00:15:30.180 | So MongoDB is built for the change that we are going to experience
00:15:33.140 | now, tomorrow, in the next couple of years. I want to end with this. You know who these two guys are?
00:15:39.380 | Damn. Okay. This is Hubble and Wiseau. They won a Nobel Prize in the late 90s. But they did some research on
00:15:48.740 | the visual cortex of cats, the experiment of cats. This probably wouldn't fly now, but back in the 50s
00:15:55.940 | and 60s, things were a bit more relaxed. But they found out that the visual cortex of the brains between
00:16:02.260 | cats and humans actually worked by learning different hierarchies of representation. So edges, contours and
00:16:10.020 | abstract shapes. Now, people that are in deep learning will know that this is how convolutional neural network
00:16:15.700 | works. And the research that these guys did inspired and informed convolutional neural networks. That's face
00:16:24.900 | detection, object detection. It all comes from neuroscience. So we are architects of intelligence,
00:16:31.700 | but there is a better architect of intelligence. It's nature. Nature's created our brains. It's the most
00:16:38.260 | effective form of intelligence and, well, some humans are meat, but it's the most effective form of
00:16:43.140 | intelligence that we have today. And we can look inwards to build this agentic system. So last week,
00:16:49.060 | Saturday, myself and Tengu is the chief AI scientist at MongoDB, also the founder of Voyage AI. We sat with
00:16:56.500 | these three guys in the middle, our neuroscientists. Kenneth has been exploring human brain and memory for
00:17:03.220 | over 20 years. And over here is Charles Parker. He's the creator of MEMGPT, your letter.

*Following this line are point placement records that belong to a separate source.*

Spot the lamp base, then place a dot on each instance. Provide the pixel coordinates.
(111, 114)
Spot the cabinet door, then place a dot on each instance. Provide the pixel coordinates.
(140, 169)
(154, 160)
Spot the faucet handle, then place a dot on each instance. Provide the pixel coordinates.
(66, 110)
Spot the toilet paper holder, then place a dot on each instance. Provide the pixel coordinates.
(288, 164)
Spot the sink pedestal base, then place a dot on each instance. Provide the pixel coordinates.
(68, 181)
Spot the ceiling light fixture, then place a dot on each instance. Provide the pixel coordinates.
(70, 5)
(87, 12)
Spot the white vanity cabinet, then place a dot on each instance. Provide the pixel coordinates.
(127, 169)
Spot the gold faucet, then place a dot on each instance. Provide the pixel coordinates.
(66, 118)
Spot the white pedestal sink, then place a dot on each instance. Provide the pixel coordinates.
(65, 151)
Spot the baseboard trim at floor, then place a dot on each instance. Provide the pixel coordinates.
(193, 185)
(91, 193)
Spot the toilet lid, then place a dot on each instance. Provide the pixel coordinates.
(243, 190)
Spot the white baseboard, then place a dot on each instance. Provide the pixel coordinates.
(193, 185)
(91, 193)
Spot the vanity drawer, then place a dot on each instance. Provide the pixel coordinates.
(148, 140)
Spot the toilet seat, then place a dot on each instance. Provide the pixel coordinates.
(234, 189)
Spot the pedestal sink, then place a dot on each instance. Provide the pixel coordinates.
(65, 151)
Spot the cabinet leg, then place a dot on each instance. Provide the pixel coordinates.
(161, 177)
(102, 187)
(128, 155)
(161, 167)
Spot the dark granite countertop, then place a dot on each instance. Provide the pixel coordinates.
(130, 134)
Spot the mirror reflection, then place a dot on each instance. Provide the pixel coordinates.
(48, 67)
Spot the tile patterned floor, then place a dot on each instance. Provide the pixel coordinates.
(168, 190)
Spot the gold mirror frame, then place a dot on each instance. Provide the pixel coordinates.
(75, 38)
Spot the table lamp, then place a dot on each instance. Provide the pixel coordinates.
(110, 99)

00:17:09.140 | And we are having this conversation. And once again, we're mirroring how we're bringing neuroscientists and
00:17:15.380 | application developers together to solve and push us on the path of AGI. So that's my talk done.
00:17:24.020 | Check out memories. And you can come talk to me about memory. Add me on LinkedIn if you want this presentation. Thank you for your time.